Meclofenamic acid improves the signal to noise ratio for visual responses produced by ectopic expression of human rod opsin

PURPOSE: Retinal dystrophy through outer photoreceptor cell death affects 1 in 2,500 people worldwide with severe impairment of vision in advanced stages of the disease. Optogenetic strategies to restore visual function to animal models of retinal degeneration by introducing photopigments to neurons spared degeneration in the inner retina have been explored, with variable degrees of success.

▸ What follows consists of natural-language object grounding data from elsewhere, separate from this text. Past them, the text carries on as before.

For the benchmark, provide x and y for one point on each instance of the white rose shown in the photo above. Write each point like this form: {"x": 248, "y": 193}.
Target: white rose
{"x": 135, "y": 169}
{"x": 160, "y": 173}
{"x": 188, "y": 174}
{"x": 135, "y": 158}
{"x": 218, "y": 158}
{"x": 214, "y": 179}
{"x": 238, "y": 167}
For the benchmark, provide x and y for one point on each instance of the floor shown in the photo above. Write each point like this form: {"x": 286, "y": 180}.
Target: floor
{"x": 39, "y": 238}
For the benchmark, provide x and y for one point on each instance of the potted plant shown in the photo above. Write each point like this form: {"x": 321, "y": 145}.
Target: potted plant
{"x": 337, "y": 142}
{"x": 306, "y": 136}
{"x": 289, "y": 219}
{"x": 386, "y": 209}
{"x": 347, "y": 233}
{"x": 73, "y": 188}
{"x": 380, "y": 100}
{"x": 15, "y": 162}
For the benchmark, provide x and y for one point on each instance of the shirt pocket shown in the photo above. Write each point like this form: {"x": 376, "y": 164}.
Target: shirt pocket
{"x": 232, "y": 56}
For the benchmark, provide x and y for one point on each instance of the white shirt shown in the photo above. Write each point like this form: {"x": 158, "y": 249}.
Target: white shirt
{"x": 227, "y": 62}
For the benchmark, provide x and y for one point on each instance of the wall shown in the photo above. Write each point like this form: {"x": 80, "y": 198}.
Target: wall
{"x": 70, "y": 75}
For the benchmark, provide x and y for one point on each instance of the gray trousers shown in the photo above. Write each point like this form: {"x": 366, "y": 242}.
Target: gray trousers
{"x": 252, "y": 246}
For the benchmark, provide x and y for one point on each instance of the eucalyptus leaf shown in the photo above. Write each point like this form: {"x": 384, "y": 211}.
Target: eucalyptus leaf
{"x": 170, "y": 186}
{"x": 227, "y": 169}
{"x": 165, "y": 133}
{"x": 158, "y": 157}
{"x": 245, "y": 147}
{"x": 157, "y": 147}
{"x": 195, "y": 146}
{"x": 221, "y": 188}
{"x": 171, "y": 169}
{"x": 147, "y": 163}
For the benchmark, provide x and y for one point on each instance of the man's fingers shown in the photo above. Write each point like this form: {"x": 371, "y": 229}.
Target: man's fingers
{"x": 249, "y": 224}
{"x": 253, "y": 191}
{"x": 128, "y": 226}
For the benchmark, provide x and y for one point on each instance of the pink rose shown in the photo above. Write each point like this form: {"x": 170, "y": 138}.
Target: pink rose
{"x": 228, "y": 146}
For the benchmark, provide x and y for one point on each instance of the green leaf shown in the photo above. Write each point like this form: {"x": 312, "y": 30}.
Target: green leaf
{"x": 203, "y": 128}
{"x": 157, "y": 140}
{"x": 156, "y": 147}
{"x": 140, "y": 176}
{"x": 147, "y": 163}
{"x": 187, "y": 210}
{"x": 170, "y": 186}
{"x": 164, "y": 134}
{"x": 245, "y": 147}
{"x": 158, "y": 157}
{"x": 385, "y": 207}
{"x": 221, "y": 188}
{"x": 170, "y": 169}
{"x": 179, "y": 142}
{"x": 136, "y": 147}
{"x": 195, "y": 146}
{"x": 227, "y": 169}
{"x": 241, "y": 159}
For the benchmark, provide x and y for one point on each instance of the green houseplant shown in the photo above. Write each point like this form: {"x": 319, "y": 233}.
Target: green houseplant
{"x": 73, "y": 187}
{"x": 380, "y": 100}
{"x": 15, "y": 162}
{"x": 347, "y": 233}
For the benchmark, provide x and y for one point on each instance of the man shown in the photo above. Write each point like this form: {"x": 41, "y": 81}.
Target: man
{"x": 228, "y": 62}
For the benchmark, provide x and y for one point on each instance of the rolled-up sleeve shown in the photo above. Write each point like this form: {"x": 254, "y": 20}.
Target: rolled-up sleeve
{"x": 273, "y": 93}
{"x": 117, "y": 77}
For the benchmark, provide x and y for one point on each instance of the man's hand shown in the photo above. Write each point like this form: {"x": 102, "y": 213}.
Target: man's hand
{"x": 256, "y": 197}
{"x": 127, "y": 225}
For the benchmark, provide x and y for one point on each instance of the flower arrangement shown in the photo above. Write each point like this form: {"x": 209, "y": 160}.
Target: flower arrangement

It has recently been shown that the non-steroidal anti-inflammatory and non-selective gap-junction blocker meclofenamic acid (MFA) can enhance the visual responses produced by an optogenetic actuator (channelrhodopsin) expressed in retinal ganglion cells (RGCs) in the degenerate retina. Here, we set out to determine whether MFA could also enhance photoreception by another optogenetic strategy in which ectopic human rod opsin is expressed in ON bipolar cells. METHODS: We used in vitro multielectrode array (MEA) recordings to characterize the light responses of RGCs in the rd(1) mouse model of advanced retinal degeneration following intravitreal injection of an adenoassociated virus (AAV2) driving the expression of human rod opsin under a minimal grm6 promoter active in ON bipolar cells. RESULTS: We found treated retinas were light responsive over five decades of irradiance (from 10(11) to 10(15) photons/cm(2)/s) with individual RGCs covering up to four decades. Application of MFA reduced the spontaneous firing rate of the visually responsive neurons under light- and dark-adapted conditions. The change in the firing rate produced by the 2 s light pulses was increased across all intensities following MFA treatment, and there was a concomitant increase in the signal to noise ratio for the visual response. Restored light responses were abolished by agents inhibiting glutamatergic or gamma-aminobutyric acid (GABA)ergic signaling in the MFA-treated preparation. CONCLUSIONS: These results confirm the potential of MFA to inhibit spontaneous activity and enhance the signal to noise ratio of visual responses in optogenetic therapies to restore sight.